I repressed my nervous insecurities and got straight to work. I drove around to different communities scoping out basic home repair projects. As I pulled into the first community, nothing inside me was prepared for what I saw; a house in desperate need. It seemed impossible to me that people actually lived in this dwelling. The roof was falling apart, with holes scattered across the old, worn shingles. Shattered, dirty glass lay glistening on the ground where the majority of the windows had been busted out. One whole section of wall was missing, allowing me to see straight into the bedroom of the man and woman who called this place their home. The couple came out to meet my teammate and I and welcomed us into their home. I shook hands with the woman, probably around my mother’s age, as I noticed how worn and tired her face appeared. The four of us slid into their home by a piece of chain link fence used as a wall to keep critters out. I wanted to hear their story. How had they gotten to this point? Was it by choice? Did they even know any different? I tried to push back the jumbled thoughts in my head to make conversation with my new neighbors. But what was there to say to them? I had never felt so many worlds apart from anyone in my life. Every word and thought seemed so vain and meaningless as I stood on their dirt floor, with a leaky pipe over my head.

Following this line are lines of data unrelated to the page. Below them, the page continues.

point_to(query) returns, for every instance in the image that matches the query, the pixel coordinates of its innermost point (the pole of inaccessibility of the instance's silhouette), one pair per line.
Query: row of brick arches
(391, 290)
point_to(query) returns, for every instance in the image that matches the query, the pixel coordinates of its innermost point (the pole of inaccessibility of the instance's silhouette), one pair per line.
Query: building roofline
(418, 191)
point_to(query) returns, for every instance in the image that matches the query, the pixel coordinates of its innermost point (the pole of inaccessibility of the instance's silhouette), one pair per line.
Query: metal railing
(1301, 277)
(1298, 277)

My teammate carried the conversation as we all discussed ways to help their living situation. “Lower a pipe there, replace windows here, and strengthen the weak floor up there.” Before I knew it, I found myself sliding out past that same chain link fence back into their front yard. The emotion I had been suppressing sense I had arrived, boiled inside me. How does an area like this exist? Will everyone continue to forget these people? Where is God in all this? How has He allowed this to happen? These people need the deep love of Christ.  Am I even capable of showing such love?

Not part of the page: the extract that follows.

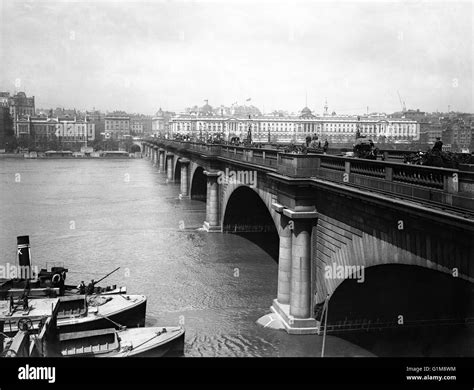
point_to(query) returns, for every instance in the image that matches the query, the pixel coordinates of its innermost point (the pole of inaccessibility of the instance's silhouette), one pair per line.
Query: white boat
(81, 312)
(136, 342)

I looked at the beautiful mountains on each side of me that blanket these people in security as I began to call out to God. “Father, I need strength to love these people like you do. I need my heart to be softened to your will. Provide these people with hope! I need to know you have not forgotten these people like everyone else has!” As soon as the words left my lips, God gently placed a verse on my heart “The rich and poor have this in common: the LORD is Maker of them all” (Proverbs 22:2 NIV). I was reminded that God did care for them more than I ever could. It was in that instant, that I no longer felt worlds away from these people, but rather viewed them as dear friends and family. We were united under a banner of hope provided by Jesus’ death and resurrection. I had never been so thankful to Jesus Christ for overcoming the world.

The rest of the Summer I witnessed God do amazing things in the lives of these people that I grew to love, cherish, and admire. Through Christ, my new friends and I were able to walk hand in hand in a perfect brightness of hope along an illuminated path, instead of stumbling aimlessly in the darkness where poverty had previously reigned. At the end of my time in Appalachia, I looked around at the place that I lovingly began to call home and was so thankful that each face I saw was the image bearer of a divine God. A God who DOES care, a God who IS hope, and a God who is NEVER finished working in the lives of his people.